Listen – Libya: The curse of the militias

Assem Mihirig
Mohamed El-Doufani* writes:

Libyan activist and popular rapper Assem Mihirig shares with us a deeply insightful analysis, derived from direct experience, of the workings and power of the militias blighting Libya and the thinking of their leaders, and offers a view of how they can be dealt with. 

They were hailed as heroes while they were fighting Muammar Gaddafi’s forces in 2011. But not all was as it seemed. 

From the outset Gaddafi had blamed the Islamists for the protests against his regime. Although he was right, by that time he had become an embarrassing eccentric and the butt of jokes the world over, and few people took him seriously.

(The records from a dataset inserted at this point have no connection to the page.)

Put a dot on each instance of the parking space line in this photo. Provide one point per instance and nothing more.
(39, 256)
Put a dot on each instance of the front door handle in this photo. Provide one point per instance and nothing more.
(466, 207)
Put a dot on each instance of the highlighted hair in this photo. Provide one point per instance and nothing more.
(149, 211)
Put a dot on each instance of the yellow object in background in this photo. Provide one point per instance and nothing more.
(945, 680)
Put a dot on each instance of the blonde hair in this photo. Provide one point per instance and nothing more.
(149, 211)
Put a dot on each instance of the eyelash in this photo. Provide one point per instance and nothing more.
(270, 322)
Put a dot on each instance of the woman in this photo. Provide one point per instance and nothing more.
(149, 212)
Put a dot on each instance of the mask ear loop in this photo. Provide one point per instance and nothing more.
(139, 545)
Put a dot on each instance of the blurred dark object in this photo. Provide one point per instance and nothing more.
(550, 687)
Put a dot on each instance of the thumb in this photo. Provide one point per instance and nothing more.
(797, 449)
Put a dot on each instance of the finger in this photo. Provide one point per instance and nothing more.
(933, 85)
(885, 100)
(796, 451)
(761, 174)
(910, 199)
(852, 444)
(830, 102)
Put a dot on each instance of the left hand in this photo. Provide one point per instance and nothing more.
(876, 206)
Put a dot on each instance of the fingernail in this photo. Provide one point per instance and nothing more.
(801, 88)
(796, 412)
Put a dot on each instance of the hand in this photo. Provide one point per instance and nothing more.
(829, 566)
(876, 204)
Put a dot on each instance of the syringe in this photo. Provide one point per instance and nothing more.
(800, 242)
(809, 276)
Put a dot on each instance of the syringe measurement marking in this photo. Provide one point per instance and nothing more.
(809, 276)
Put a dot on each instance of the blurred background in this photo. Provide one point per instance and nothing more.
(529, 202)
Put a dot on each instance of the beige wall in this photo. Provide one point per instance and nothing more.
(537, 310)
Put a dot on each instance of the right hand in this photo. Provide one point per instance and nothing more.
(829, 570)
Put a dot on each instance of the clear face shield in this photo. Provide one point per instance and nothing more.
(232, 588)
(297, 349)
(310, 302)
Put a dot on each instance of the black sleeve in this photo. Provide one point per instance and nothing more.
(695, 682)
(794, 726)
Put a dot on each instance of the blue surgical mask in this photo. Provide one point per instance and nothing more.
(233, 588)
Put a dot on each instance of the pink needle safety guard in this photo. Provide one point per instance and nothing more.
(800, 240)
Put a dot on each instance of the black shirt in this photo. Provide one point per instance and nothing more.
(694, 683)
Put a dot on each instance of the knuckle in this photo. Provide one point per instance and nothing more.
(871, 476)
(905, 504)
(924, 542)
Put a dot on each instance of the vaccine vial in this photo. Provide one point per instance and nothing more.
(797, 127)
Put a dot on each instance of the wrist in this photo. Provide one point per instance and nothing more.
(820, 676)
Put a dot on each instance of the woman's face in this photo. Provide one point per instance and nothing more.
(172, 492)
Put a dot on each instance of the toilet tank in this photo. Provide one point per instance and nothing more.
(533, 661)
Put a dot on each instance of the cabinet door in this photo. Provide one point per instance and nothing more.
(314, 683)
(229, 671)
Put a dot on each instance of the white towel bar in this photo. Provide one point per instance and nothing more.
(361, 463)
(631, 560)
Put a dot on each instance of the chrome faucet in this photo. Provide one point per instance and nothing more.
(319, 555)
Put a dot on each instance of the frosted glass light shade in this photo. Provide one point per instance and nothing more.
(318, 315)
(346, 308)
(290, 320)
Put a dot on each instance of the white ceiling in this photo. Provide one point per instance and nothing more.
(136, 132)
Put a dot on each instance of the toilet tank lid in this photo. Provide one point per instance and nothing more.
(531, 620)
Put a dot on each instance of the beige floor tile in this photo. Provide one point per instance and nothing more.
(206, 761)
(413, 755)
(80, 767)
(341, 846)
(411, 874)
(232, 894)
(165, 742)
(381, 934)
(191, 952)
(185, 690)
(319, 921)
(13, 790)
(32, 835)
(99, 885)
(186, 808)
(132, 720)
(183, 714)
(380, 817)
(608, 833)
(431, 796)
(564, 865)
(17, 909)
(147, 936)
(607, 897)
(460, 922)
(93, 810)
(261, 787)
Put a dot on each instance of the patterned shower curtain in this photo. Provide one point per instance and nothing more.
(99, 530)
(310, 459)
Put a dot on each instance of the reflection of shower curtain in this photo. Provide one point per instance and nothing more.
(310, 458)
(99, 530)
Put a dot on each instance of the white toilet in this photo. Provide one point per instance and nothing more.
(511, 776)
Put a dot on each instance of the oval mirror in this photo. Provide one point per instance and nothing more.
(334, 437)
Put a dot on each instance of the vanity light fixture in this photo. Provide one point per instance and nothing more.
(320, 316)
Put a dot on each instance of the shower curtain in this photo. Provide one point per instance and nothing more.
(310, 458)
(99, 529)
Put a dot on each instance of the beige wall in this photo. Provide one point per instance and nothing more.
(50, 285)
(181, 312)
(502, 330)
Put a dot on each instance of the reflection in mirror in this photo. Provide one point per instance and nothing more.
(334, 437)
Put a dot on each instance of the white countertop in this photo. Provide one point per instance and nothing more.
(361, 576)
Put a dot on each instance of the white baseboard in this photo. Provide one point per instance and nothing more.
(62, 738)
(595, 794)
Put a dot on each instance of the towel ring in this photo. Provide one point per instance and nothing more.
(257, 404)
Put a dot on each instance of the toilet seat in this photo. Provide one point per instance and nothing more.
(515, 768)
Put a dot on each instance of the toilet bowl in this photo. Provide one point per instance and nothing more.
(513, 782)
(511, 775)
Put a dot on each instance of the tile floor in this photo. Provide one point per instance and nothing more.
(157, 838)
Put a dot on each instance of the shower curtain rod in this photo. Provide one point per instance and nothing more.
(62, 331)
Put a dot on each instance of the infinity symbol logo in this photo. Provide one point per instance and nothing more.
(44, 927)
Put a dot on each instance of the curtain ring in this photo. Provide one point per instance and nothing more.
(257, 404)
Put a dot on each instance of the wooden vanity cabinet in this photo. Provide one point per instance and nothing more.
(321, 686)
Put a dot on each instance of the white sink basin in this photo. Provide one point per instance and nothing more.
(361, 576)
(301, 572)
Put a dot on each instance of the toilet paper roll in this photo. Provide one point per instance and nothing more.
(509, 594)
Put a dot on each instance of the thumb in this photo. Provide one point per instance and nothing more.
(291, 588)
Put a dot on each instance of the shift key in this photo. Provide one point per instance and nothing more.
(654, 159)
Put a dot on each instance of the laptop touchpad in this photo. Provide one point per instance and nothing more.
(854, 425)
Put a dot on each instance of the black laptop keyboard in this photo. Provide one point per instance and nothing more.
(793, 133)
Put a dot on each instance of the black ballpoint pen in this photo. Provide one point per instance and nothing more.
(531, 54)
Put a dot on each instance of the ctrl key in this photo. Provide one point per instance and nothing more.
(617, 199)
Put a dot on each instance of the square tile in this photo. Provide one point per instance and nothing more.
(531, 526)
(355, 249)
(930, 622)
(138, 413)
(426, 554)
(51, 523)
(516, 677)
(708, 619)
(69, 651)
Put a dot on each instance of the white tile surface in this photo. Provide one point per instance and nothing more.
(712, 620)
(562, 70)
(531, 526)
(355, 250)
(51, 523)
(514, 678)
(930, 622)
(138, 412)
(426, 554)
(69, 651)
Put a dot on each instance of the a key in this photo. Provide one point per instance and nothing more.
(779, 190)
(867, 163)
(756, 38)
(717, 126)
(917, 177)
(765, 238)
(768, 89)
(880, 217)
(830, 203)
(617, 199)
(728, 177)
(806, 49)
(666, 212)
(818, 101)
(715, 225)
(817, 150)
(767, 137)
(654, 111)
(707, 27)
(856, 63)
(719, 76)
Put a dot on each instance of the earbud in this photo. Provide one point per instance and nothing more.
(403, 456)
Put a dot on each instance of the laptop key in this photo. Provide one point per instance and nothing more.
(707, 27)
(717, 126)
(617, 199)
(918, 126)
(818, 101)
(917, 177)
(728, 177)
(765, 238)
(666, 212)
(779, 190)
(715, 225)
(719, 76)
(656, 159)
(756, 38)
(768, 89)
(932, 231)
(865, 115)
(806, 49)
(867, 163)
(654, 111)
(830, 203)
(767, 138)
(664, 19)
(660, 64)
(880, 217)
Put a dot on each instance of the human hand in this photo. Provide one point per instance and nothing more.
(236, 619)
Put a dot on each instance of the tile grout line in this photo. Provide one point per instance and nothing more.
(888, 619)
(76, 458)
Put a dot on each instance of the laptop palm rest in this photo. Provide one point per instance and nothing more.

The first foreign voice to raise the alarm was Admiral James Stavridis, the American commander of NATO, who in March 2011 told the US Senate Armed Services Committee that potential “flickers” of al-Qaeda and Hezbollah elements had been seen in intelligence regarding the Libyan opposition, which was poised to take power in the event of Gaddafi’s fall. He was right about al-Qaeda but wrong about the Lebanese Shi’i group Hezbollah – there are no Sh’is in Libya and, in any case, Hezbollah was allied to Syria, which backed Gaddafi. Stavridis’s remarks were echoed by a senior US counterterrorism official, who spoke of “a sprinkling of extremists to perhaps include al-Qaeda” among the anti-Gaddafi rebels.

But the Islamists were not the only problem. They were supplemented by armed crime syndicates — some allied to the more political militias, which themselves often indulged in crime, from murder, kidnapping and extortion to people trafficking and oil smuggling. Add to these the town- region- district- and tribe-based militias, and you get the perfect recipe for chaos. To complicate matters further, many militias received material support from Arab and foreign states, who found  in them convenient tools for implementing their own agendas.  

Today the militias are blighting Libya, robbing it of its wealth and future and standing in the way of any meaningful path to democracy. 

Our guest in this episode is Assem Mihirig, also known as “Ibn Thabit”. A popular Libyan rapper, he called for the uprising against Gaddafi before it happened and took part in it, but was soon disappointed and disillusioned. After the downfall of the Gaddafi regime in October 2011, Assem stayed in Libya and started several businesses, and was involved in the 9th of November movement whose leaders were kidnapped, threatened or exiled for insisting on elections.

https://embeds.audioboom.com/posts/8117754/embed/v4


*Dr Mohamed El-Doufani is an editor, writer, analyst and commentator specialising in the Middle East and North Africa, and Russian and US foreign policies.